Inside UKs bareknuckle boxing scene
The incredible pictures uncover the bloodthirsty events where many fights end prematurely from brutal knockouts
These are the dramatic no holds bar photos that shine a light on the world of British bare-knuckle boxing.
The incredible pictures uncover the bloodthirsty events where many fights end prematurely from brutal knockouts.
Organisers of bare-knuckle boxing insist the fights are above board and legal, although it remains unregulated because there is no licensing body currently in place.
The events state that gloves are banned and fighters are only permitted to wear lightweight wraps and padding.
Bare-knuckle events consist of two three-minute rounds, though they rarely go the distance.
Those competing can only punch and fights are often stopped by the fighter's support team throwing in the towel, or the referee recognising the bout is an unfair contest.

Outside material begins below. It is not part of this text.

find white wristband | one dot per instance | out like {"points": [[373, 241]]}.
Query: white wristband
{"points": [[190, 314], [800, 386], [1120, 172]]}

The pictures were taken at an event last year called Blood Sport 2 and was held in an old cotton mill a few miles away from Bolton's town centre.
Photographer Keith Vaughton said: "I think people see these films like Snatch, which portrays illegal, bare-knuckle fights between travellers and they got the wrong impression.
"There was a genuine camaraderie between the fighters. There was none of this, 'I'm going to kill you' or anything like that.
"After the fights, there were hugs, laughs and handshakes. There was no animosity whatsoever."
Bare Fist Boxing Association spokesman, Andrew Bowling, 33, says that organised events prevent illegal, unlicensed fights and the sport is no more violent than MMA.
He said: "There may be concerns among people who don't know about the sport, but it's only bare-knuckle in name.
"The fighters have wraps and padding on their hands. That's to protect the hand and also to protect against cuts to the opponent.
"We don't want to see people getting battered. We're there to watch a sport.